Una interesante pieza periodística desde luego, que desarrolla todos los clichés más superficiales de la industria para reafirmarse en su opinión de que no será nunca una ‘megaestrella’, pero que después califica de ‘extraordinaria’ y ‘formidable’ con bastante condescendencia y partenalismo. No entiendo muy bien el objetivo del autor, al menos se agradece que no ponga en duda el talento de la actriz, y la verdad es que me ha hecho pensar.

Muy pocas intérpretes son capaces de llevar el peso de un filme a sus espaldas y no morir en el intento.
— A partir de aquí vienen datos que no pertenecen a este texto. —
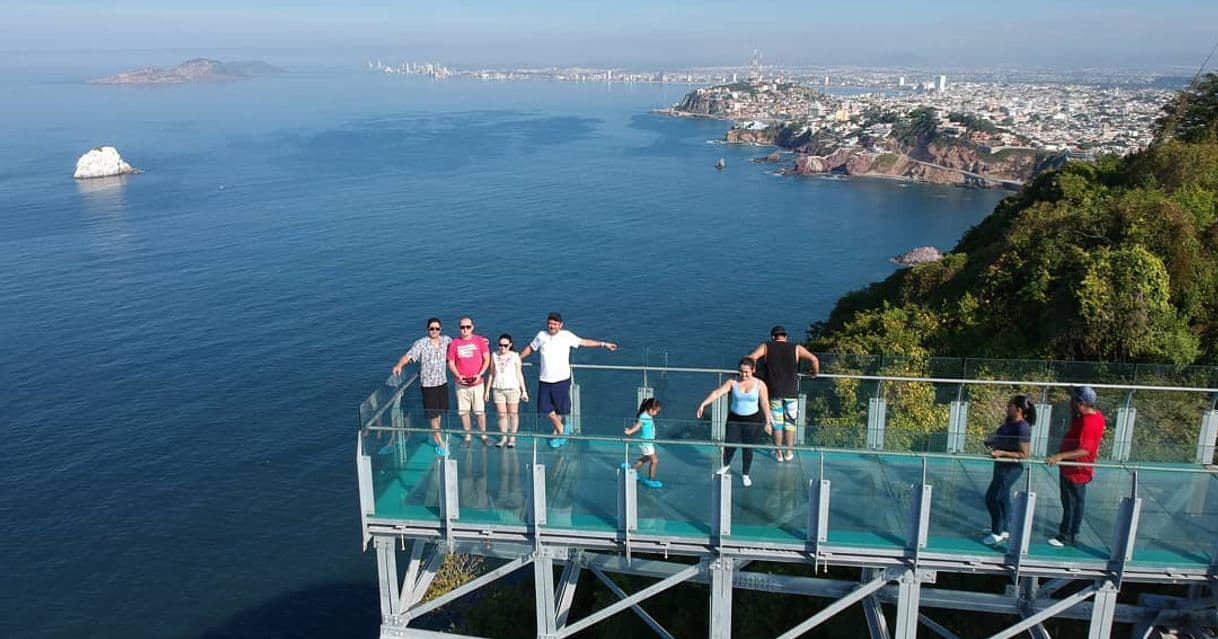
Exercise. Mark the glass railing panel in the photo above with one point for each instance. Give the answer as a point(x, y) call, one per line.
point(581, 482)
point(959, 517)
point(404, 472)
point(1166, 426)
point(1102, 497)
point(917, 415)
point(775, 506)
point(1179, 519)
point(681, 508)
point(870, 497)
point(836, 412)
Y eso lo hace Amy Adams en una película sobre extraterrestres . Pero lo verdaderamente extraterrestre es que el reconocimiento del talento de alguien venga dado por los titulares que ofrezca, las polémicas que protagonice, lo ‘bien que caiga’, los vestidos que lleve o la gente con la que se pelee.
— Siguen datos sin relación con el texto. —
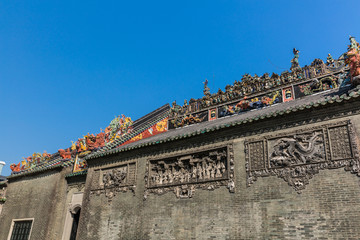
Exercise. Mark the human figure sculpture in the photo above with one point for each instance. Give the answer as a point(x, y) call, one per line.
point(295, 61)
point(353, 59)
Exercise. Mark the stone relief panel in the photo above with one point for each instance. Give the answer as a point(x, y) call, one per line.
point(297, 156)
point(183, 174)
point(109, 181)
point(3, 193)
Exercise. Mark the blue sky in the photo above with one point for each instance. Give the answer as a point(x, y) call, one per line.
point(68, 67)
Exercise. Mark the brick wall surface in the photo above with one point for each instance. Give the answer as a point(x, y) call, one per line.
point(328, 208)
point(41, 197)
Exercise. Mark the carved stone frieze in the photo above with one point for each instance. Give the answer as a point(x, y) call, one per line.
point(183, 174)
point(109, 181)
point(297, 156)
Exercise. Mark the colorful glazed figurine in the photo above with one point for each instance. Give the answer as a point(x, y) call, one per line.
point(353, 59)
point(295, 61)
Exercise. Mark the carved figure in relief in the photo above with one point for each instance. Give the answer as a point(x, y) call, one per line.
point(114, 178)
point(65, 154)
point(198, 168)
point(300, 149)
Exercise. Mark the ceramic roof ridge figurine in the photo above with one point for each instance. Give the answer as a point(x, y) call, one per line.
point(295, 61)
point(353, 59)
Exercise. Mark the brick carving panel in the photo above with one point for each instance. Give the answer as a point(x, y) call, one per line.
point(109, 181)
point(297, 156)
point(183, 174)
point(258, 155)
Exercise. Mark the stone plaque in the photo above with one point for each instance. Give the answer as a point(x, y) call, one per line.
point(340, 143)
point(110, 180)
point(257, 155)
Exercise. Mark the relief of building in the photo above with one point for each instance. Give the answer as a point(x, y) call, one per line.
point(293, 125)
point(115, 179)
point(183, 174)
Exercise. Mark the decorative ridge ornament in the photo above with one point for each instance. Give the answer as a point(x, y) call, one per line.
point(353, 59)
point(295, 61)
point(82, 147)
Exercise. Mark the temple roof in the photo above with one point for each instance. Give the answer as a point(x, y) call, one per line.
point(324, 98)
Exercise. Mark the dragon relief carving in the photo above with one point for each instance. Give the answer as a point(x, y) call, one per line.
point(296, 157)
point(298, 149)
point(183, 174)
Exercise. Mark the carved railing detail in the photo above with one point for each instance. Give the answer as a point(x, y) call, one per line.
point(297, 156)
point(183, 174)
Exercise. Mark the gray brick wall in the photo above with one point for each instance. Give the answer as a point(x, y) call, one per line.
point(41, 197)
point(329, 208)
No conozco la industria de Hollywood, no me imagino cómo califican a alguien de ‘estrella’ o no más allá de lo escrito en el párrafo anterior, pero para mí la medida del talento de un actor o de una película son las sensaciones que transmite al espectador.

‘La llegada’ es hipnotismo,  traslado a otro lugar, un pequeño nudo en el estómago, una falta de realidad, un vacío, mil pensamientos flotantes, un ‘no sé dónde estoy’ al salir del cine…todo eso es ‘La llegada’. Habla sobre el tiempo, la vida, las decisiones, la pérdida, el amor…y todo con unos primeros planos magistrales, una banda sonora superlativa y una Amy Adams enorme.

Así que, puede que el autor del artículo al que aludía al principio tenga que cambiar el título del mismo, haciendo alusión precisamente a su subtítulo y a su conclusión final: ‘‘Por qué Amy Adams no será nunca una estrella’ Respuesta: Porque ya lo es.